Global economy on the turn?

Global equities rose 1.3% in local currency terms last week, the third consecutive weekly gain, and are back testing their 2018/19 highs. Markets failed to break through these levels in both July and September this year and also failed to do so as far back as January 2018. While there has been a lot of volatility in the meantime, equities are broadly unchanged over the last two years.

There are, however, two important provisos to bear in mind. The first is that, although global equity prices may be unchanged, investors will have received a dividend yield of around 2.5% pa. Second, currency movements are crucial for UK investors and, far from being unchanged, global equity prices are up 9% in sterling terms since January 2018.

Recent market gains have been driven by hopes that the worst of the US-China trade war may be behind us and global growth is starting to bottom out. Indeed, a pick-up in global growth is likely to be the critical factor if equities are to break higher. This coming week sees a host of economic data released and we will be analysing it particularly closely to see whether or not it confirms the tentative stabilisation in business confidence seen recently.
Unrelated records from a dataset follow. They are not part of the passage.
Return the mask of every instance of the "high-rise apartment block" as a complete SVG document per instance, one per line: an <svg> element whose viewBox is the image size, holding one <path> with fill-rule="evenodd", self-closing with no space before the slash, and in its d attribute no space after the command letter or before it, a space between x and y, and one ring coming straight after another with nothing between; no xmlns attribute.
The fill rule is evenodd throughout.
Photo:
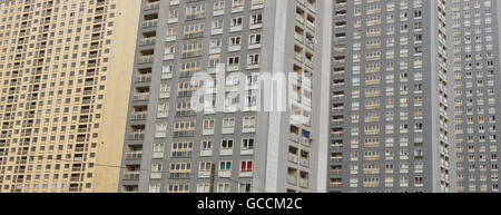
<svg viewBox="0 0 501 215"><path fill-rule="evenodd" d="M1 193L117 190L138 6L0 1Z"/></svg>
<svg viewBox="0 0 501 215"><path fill-rule="evenodd" d="M0 193L499 192L500 0L0 0Z"/></svg>
<svg viewBox="0 0 501 215"><path fill-rule="evenodd" d="M141 10L119 192L325 190L330 1L144 0ZM247 96L230 94L242 86ZM277 101L289 102L261 109Z"/></svg>
<svg viewBox="0 0 501 215"><path fill-rule="evenodd" d="M454 192L451 1L333 1L330 192Z"/></svg>
<svg viewBox="0 0 501 215"><path fill-rule="evenodd" d="M449 2L458 192L499 192L501 1Z"/></svg>

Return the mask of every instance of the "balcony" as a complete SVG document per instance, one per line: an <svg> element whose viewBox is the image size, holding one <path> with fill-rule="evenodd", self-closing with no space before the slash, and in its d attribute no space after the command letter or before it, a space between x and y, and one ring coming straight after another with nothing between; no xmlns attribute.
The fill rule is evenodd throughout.
<svg viewBox="0 0 501 215"><path fill-rule="evenodd" d="M127 160L140 160L143 158L143 152L126 153Z"/></svg>
<svg viewBox="0 0 501 215"><path fill-rule="evenodd" d="M140 172L129 172L124 174L125 180L138 180L140 176Z"/></svg>

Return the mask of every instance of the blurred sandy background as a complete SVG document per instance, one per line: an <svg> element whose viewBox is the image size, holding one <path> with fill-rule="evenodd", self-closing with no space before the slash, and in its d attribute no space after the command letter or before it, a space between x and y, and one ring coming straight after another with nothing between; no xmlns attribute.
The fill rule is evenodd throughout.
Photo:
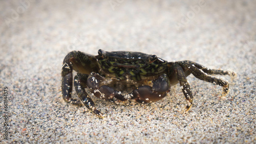
<svg viewBox="0 0 256 144"><path fill-rule="evenodd" d="M1 1L1 111L7 87L9 126L6 140L1 119L0 142L256 143L255 7L255 1ZM190 60L238 77L224 77L230 91L221 100L221 87L188 77L195 99L187 113L178 85L148 104L93 97L100 119L67 104L60 87L69 52L99 49Z"/></svg>

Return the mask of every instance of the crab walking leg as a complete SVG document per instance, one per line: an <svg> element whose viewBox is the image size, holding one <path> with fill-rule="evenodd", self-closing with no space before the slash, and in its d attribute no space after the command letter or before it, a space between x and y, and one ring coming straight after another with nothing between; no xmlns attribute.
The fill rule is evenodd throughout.
<svg viewBox="0 0 256 144"><path fill-rule="evenodd" d="M203 71L207 74L208 75L228 75L232 77L235 77L236 76L236 73L234 73L234 72L231 72L227 70L220 70L220 69L209 69L204 66L202 65L201 64L200 64L199 63L191 61L186 60L186 61L183 61L183 62L187 64L191 65L192 66L194 65L195 66L198 68L199 69L202 69Z"/></svg>
<svg viewBox="0 0 256 144"><path fill-rule="evenodd" d="M91 71L96 70L94 64L94 61L95 61L96 59L93 56L79 51L71 52L65 57L61 69L61 91L63 99L66 102L82 105L80 101L72 98L73 70L78 73L90 74Z"/></svg>
<svg viewBox="0 0 256 144"><path fill-rule="evenodd" d="M95 105L93 100L86 92L83 85L86 84L84 80L88 77L88 75L77 75L75 76L74 85L78 98L81 100L83 104L91 111L95 113L99 117L103 118L102 114L100 111L95 107Z"/></svg>
<svg viewBox="0 0 256 144"><path fill-rule="evenodd" d="M215 70L215 69L210 69L207 68L205 68L205 69L207 69L208 70L207 70L205 71L206 71L206 74L204 72L204 71L198 68L197 66L195 66L195 64L193 62L190 62L190 63L183 63L183 65L185 65L186 67L188 68L188 69L191 71L191 73L195 76L196 78L203 80L205 81L208 82L212 83L215 84L217 84L220 86L221 86L223 87L223 92L222 93L222 97L225 97L226 95L227 95L228 93L228 90L229 88L229 85L228 83L225 80L220 79L218 79L213 77L211 77L210 76L208 75L208 74L211 74L214 71L218 71L218 74L217 73L214 73L214 74L218 74L218 75L228 75L229 74L226 74L226 71L225 70ZM199 66L198 65L197 65L197 66ZM210 71L210 72L209 72ZM234 73L232 73L234 74ZM230 75L233 75L232 73L230 73Z"/></svg>
<svg viewBox="0 0 256 144"><path fill-rule="evenodd" d="M122 95L121 91L117 91L112 87L107 85L100 86L100 82L104 79L103 77L98 74L92 72L87 79L87 86L90 91L96 97L105 101L114 101L114 98L125 101L126 99Z"/></svg>
<svg viewBox="0 0 256 144"><path fill-rule="evenodd" d="M187 81L183 69L178 65L176 66L178 80L180 82L180 85L185 98L187 100L187 105L186 109L188 111L193 104L193 93L191 91L190 85Z"/></svg>
<svg viewBox="0 0 256 144"><path fill-rule="evenodd" d="M160 76L153 83L152 87L143 85L134 90L131 93L132 99L141 103L156 102L164 98L170 90L170 82L165 74Z"/></svg>

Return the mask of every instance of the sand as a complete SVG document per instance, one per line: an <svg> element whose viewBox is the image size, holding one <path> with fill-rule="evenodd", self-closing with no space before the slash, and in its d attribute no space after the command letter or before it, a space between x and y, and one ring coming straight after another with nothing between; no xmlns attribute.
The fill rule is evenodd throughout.
<svg viewBox="0 0 256 144"><path fill-rule="evenodd" d="M256 143L255 1L0 4L1 142ZM92 97L104 114L100 119L66 103L60 89L65 56L99 49L190 60L238 76L215 76L230 85L220 99L221 87L189 76L195 99L187 113L179 85L152 104Z"/></svg>

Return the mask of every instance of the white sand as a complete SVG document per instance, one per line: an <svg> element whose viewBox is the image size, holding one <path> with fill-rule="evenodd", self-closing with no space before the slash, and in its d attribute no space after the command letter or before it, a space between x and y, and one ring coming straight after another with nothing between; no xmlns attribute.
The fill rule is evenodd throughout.
<svg viewBox="0 0 256 144"><path fill-rule="evenodd" d="M11 1L0 2L1 110L7 87L10 115L1 142L256 143L255 1ZM93 98L101 119L67 104L60 88L67 54L99 49L190 60L238 77L224 77L230 91L221 100L221 87L188 77L195 100L187 113L178 85L150 104Z"/></svg>

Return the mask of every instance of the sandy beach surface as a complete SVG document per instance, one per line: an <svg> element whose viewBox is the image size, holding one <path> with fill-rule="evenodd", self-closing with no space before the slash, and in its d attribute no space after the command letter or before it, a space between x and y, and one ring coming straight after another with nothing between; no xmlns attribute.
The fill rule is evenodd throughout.
<svg viewBox="0 0 256 144"><path fill-rule="evenodd" d="M163 1L1 1L0 142L255 143L256 2ZM187 113L179 85L151 104L92 96L100 119L65 102L60 88L65 56L99 49L189 60L237 77L215 76L229 82L224 99L221 87L188 77Z"/></svg>

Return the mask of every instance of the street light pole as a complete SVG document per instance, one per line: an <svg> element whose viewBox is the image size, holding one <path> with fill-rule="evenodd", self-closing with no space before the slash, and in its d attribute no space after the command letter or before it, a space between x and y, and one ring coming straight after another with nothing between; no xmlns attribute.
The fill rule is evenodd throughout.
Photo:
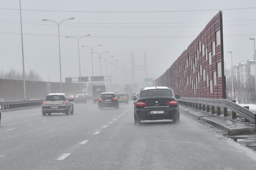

A pick-up in growth is only important because it would lead to renewed gains in corporate earnings. And the third quarter US reporting season is now in full flow. So far, it has provided no major surprises. As is almost always the case, earnings are beating estimates, which had been guided lower by companies, and expectations for earnings growth are being revised up a little. Even so, we are still looking at a small decline in earnings compared with a year ago.

While the data flow is probably the most important factor for markets at the moment, this week’s Fed meeting will clearly not be unimportant. A further 0.25% cut in US interest rates – which would be the third this year – looks all but guaranteed and the focus will be on Chair Powell’s comments regarding the prospect for further easing. We believe the Fed will most likely signal a pause while providing reassurance that it stands ready to ease further should the economy need it.

For UK investors at least, all of the above has rather played second fiddle to the long-running and never-ending Brexit soap opera. Ghouls and goblins – rather than Brexit – will now take centre stage on Halloween following the EU agreement of a ‘flextension’ to 31 January. The timing of the inevitable General Election, by contrast, is still up in the air with 9 or 12 December current favourites.

As with the global economy, as soon as the outlook for Brexit becomes rather less murky, we will review our positioning. Until then, however, the wisest course of action seems to be to watch and wait.